Although both pertuzumab and trastuzumab bind to the same receptor tyrosine kinase — ERBB2, which has aberrant expression or function in breast cancer and is associated with poor prognosis — the antibodies function through different mechanisms.

“The ERBB family of receptors have four extracellular domains. Trastuzumab binds to domain IV of the ERBB2 receptor, whereas pertuzumab binds to domain II — the so-called dimerization arm,” explains Nancy Hynes, who studies the molecular basis of breast cancer at the Friedrich Miescher Institute for Biomedical Research, Basel, Switzerland. “Domain II is the domain that interacts with the other ERBB family members — epidermal growth factor receptor (EGFR), ERBB3 and ERBB4 — when they are ligand-activated.”

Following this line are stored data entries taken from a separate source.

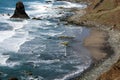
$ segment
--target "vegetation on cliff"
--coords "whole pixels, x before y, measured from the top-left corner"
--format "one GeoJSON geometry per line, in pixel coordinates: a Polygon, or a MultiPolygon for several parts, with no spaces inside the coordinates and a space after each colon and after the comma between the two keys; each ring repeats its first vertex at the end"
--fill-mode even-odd
{"type": "Polygon", "coordinates": [[[97,80],[120,80],[120,58],[109,71],[103,73],[97,80]]]}
{"type": "Polygon", "coordinates": [[[120,29],[120,0],[89,0],[84,16],[72,16],[69,22],[82,24],[87,21],[120,29]]]}

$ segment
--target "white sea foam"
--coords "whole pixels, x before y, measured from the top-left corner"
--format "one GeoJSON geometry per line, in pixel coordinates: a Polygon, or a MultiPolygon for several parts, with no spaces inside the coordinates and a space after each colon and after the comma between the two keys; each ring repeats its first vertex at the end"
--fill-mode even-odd
{"type": "Polygon", "coordinates": [[[19,62],[9,62],[9,55],[2,55],[0,54],[0,66],[8,66],[8,67],[14,67],[16,65],[19,65],[19,62]]]}
{"type": "MultiPolygon", "coordinates": [[[[63,31],[64,32],[64,31],[63,31]]],[[[60,35],[62,34],[63,32],[47,32],[47,33],[41,33],[42,35],[46,35],[46,36],[56,36],[56,35],[60,35]]]]}
{"type": "Polygon", "coordinates": [[[60,60],[59,59],[54,59],[54,60],[39,60],[39,61],[35,61],[35,60],[32,60],[32,61],[27,61],[27,62],[33,62],[35,64],[38,64],[38,63],[45,63],[45,64],[52,64],[52,63],[55,63],[55,62],[59,62],[60,60]]]}
{"type": "Polygon", "coordinates": [[[23,38],[9,38],[0,43],[0,47],[4,48],[7,51],[17,52],[20,45],[27,41],[26,37],[23,38]]]}
{"type": "Polygon", "coordinates": [[[32,2],[32,3],[28,3],[28,8],[33,9],[33,10],[28,10],[27,13],[29,13],[30,15],[36,15],[36,14],[42,14],[42,13],[46,13],[48,12],[48,10],[51,8],[52,5],[48,5],[48,4],[44,4],[44,3],[40,3],[40,2],[32,2]]]}
{"type": "Polygon", "coordinates": [[[21,77],[22,80],[44,80],[43,77],[41,76],[37,76],[37,78],[35,76],[26,76],[26,77],[21,77]]]}
{"type": "Polygon", "coordinates": [[[57,11],[56,8],[59,8],[59,7],[64,7],[64,8],[73,8],[73,7],[85,8],[86,7],[86,5],[71,3],[67,1],[54,1],[51,4],[40,3],[40,2],[28,2],[27,5],[29,6],[28,8],[33,9],[33,10],[28,10],[27,13],[32,16],[35,15],[35,17],[62,16],[62,14],[60,15],[56,14],[56,11],[57,11]]]}
{"type": "Polygon", "coordinates": [[[67,2],[67,1],[56,1],[56,2],[53,3],[53,7],[64,7],[64,8],[78,7],[78,8],[85,8],[87,6],[86,5],[82,5],[82,4],[67,2]]]}
{"type": "Polygon", "coordinates": [[[17,65],[20,65],[20,62],[8,62],[8,63],[7,63],[7,66],[8,66],[8,67],[11,67],[11,68],[13,68],[13,67],[15,67],[15,66],[17,66],[17,65]]]}
{"type": "Polygon", "coordinates": [[[59,78],[59,79],[54,79],[54,80],[67,80],[70,79],[78,74],[80,74],[81,72],[83,72],[87,67],[86,66],[79,66],[79,70],[75,71],[75,72],[71,72],[70,74],[65,75],[63,78],[59,78]]]}
{"type": "Polygon", "coordinates": [[[23,20],[23,21],[8,21],[10,26],[13,26],[14,30],[16,29],[20,29],[22,27],[24,27],[26,24],[28,24],[27,20],[23,20]]]}
{"type": "Polygon", "coordinates": [[[9,16],[4,15],[1,17],[0,21],[3,23],[8,23],[9,26],[13,27],[13,30],[11,31],[0,31],[0,42],[4,41],[7,38],[12,37],[15,34],[16,29],[22,28],[25,24],[27,24],[27,21],[24,22],[13,22],[9,21],[9,16]]]}
{"type": "Polygon", "coordinates": [[[13,31],[0,31],[0,43],[5,39],[12,37],[14,34],[13,31]]]}
{"type": "Polygon", "coordinates": [[[0,65],[6,66],[7,65],[7,60],[9,58],[9,55],[1,55],[0,54],[0,65]]]}
{"type": "Polygon", "coordinates": [[[9,26],[13,27],[11,31],[0,31],[0,47],[4,48],[7,51],[19,50],[19,47],[26,41],[32,39],[29,38],[28,32],[18,29],[25,27],[26,24],[29,24],[28,20],[21,21],[11,21],[8,16],[2,16],[3,23],[7,23],[9,26]],[[19,37],[19,35],[21,35],[19,37]],[[16,37],[15,37],[16,36],[16,37]]]}

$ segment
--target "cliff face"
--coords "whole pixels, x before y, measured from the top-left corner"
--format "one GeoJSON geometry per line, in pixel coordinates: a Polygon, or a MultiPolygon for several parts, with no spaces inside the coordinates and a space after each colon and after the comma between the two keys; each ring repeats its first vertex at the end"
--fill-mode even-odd
{"type": "Polygon", "coordinates": [[[68,21],[76,24],[92,21],[120,29],[120,0],[89,0],[89,2],[84,16],[76,14],[68,21]]]}
{"type": "Polygon", "coordinates": [[[91,10],[92,12],[111,10],[120,6],[120,0],[90,0],[90,2],[92,4],[88,6],[88,11],[91,10]]]}
{"type": "Polygon", "coordinates": [[[120,0],[90,0],[84,19],[120,29],[120,0]]]}
{"type": "Polygon", "coordinates": [[[120,59],[109,71],[103,73],[97,80],[120,80],[120,59]]]}
{"type": "MultiPolygon", "coordinates": [[[[95,21],[100,24],[120,29],[120,0],[90,0],[83,20],[95,21]]],[[[100,75],[97,80],[120,80],[120,58],[109,71],[100,75]]]]}

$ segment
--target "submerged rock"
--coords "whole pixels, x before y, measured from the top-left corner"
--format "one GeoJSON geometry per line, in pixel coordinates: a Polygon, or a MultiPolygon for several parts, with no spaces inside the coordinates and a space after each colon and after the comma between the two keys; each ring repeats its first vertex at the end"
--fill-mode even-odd
{"type": "Polygon", "coordinates": [[[29,19],[29,16],[25,12],[23,2],[19,1],[19,2],[16,3],[16,9],[15,9],[15,12],[14,12],[13,16],[11,16],[11,18],[29,19]]]}
{"type": "Polygon", "coordinates": [[[40,17],[38,17],[38,18],[36,18],[36,17],[34,17],[34,18],[32,18],[33,20],[42,20],[40,17]]]}
{"type": "Polygon", "coordinates": [[[10,79],[8,79],[8,80],[18,80],[18,79],[15,78],[15,77],[12,77],[12,78],[10,78],[10,79]]]}
{"type": "Polygon", "coordinates": [[[64,45],[64,46],[68,46],[69,42],[62,42],[61,44],[64,45]]]}

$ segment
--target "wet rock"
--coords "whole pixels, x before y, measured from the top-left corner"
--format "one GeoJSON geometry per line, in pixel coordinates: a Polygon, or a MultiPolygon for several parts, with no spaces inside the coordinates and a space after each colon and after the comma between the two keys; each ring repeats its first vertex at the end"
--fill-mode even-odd
{"type": "Polygon", "coordinates": [[[59,36],[59,39],[74,39],[75,37],[73,36],[59,36]]]}
{"type": "Polygon", "coordinates": [[[33,75],[33,73],[31,71],[24,71],[23,73],[27,76],[32,76],[33,75]]]}
{"type": "Polygon", "coordinates": [[[29,16],[25,12],[23,2],[19,1],[19,2],[16,3],[16,9],[15,9],[15,12],[14,12],[13,16],[11,16],[11,18],[29,19],[29,16]]]}
{"type": "Polygon", "coordinates": [[[33,20],[42,20],[41,18],[36,18],[36,17],[34,17],[34,18],[32,18],[33,20]]]}
{"type": "Polygon", "coordinates": [[[69,46],[69,42],[62,42],[61,44],[64,46],[69,46]]]}
{"type": "Polygon", "coordinates": [[[12,78],[10,78],[8,80],[18,80],[18,78],[12,77],[12,78]]]}
{"type": "Polygon", "coordinates": [[[48,3],[48,4],[49,4],[49,3],[52,3],[52,1],[45,1],[45,2],[48,3]]]}
{"type": "Polygon", "coordinates": [[[9,14],[9,13],[8,13],[7,15],[8,15],[8,16],[10,16],[10,14],[9,14]]]}

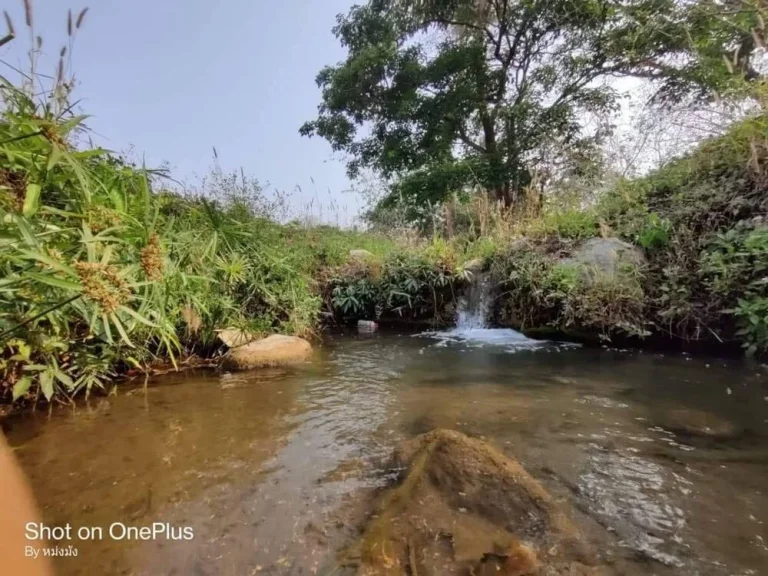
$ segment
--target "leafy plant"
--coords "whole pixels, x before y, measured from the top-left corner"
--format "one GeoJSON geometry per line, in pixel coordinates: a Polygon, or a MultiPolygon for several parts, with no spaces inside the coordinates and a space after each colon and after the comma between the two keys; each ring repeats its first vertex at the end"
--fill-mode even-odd
{"type": "Polygon", "coordinates": [[[669,244],[671,224],[655,212],[648,214],[642,230],[637,236],[637,243],[646,250],[657,250],[669,244]]]}
{"type": "Polygon", "coordinates": [[[455,288],[466,280],[448,245],[441,241],[419,251],[393,251],[380,265],[345,265],[331,272],[325,291],[329,309],[341,318],[452,320],[445,311],[455,288]]]}

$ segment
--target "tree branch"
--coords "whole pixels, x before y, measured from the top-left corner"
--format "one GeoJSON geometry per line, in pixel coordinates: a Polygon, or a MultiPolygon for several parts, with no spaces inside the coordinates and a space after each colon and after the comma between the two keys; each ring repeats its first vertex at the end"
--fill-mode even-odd
{"type": "Polygon", "coordinates": [[[485,154],[487,152],[487,150],[485,148],[483,148],[482,146],[480,146],[480,144],[477,144],[476,142],[472,141],[472,139],[467,134],[467,131],[464,128],[463,124],[459,124],[458,132],[459,132],[459,139],[464,144],[466,144],[467,146],[472,148],[472,150],[474,150],[475,152],[480,152],[481,154],[485,154]]]}

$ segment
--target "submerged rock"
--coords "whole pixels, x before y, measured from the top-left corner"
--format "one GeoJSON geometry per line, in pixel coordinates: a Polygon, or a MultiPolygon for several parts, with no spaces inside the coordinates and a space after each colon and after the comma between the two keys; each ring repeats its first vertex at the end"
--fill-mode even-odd
{"type": "Polygon", "coordinates": [[[405,472],[349,556],[361,574],[597,575],[564,511],[522,465],[451,430],[403,443],[405,472]]]}
{"type": "Polygon", "coordinates": [[[645,256],[639,248],[618,238],[592,238],[579,247],[563,264],[578,264],[588,279],[600,275],[615,278],[628,268],[642,266],[645,256]]]}
{"type": "Polygon", "coordinates": [[[734,439],[744,432],[743,428],[725,418],[695,408],[667,410],[662,415],[660,424],[678,435],[715,440],[734,439]]]}
{"type": "Polygon", "coordinates": [[[312,346],[303,338],[275,334],[230,350],[224,357],[224,368],[250,370],[264,366],[283,366],[306,360],[312,346]]]}
{"type": "Polygon", "coordinates": [[[379,329],[379,325],[373,320],[358,320],[357,331],[358,332],[376,332],[379,329]]]}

Importantly, pertuzumab blocks interactions between ERBB2 and ERBB3, which together form the most potent dimer of the ERBB family in initiating oncogenic signalling. Moreover, unlike trastuzumab, pertuzumab has the potential to function in tumours with normal levels of ERBB2. However, Hynes notes that the antibody might be less effective in tumours with active EGFR, given that EGFR homodimers can signal without the help of ERBB2. Another advantage of pertuzumab lies in the fact that it interferes with ligand-activated ERBB2-containing complexes, which means that the drug could work in ERBB2-positive tumours in which trastuzumab alone is ineffective. “In ERBB2-overexpressing tumours, one mechanism that could contribute to trastuzumab resistance is co-expression of heregulin or any of the other ERBB ligands. Based on the promising results of combining trastuzumab and pertuzumab in ERBB2-overexpressing breast cancer, we can hypothesize that the ability of pertuzumab to disrupt ligand-activated ERBB2-containing complexes contributes to its activity.”

Given the success of this trial, which investigated a combination of two antibodies, it is possible that combination therapies that target more than one component of a signalling pathway could become more widespread. Indeed, as Baselga points out, “The demonstration that combined ERBB2 blockade with two antibodies may be superior to therapy with just one antibody has implications that extend far beyond ERBB2, as the concept could also be applied to the targeting of other receptor tyrosine kinases.”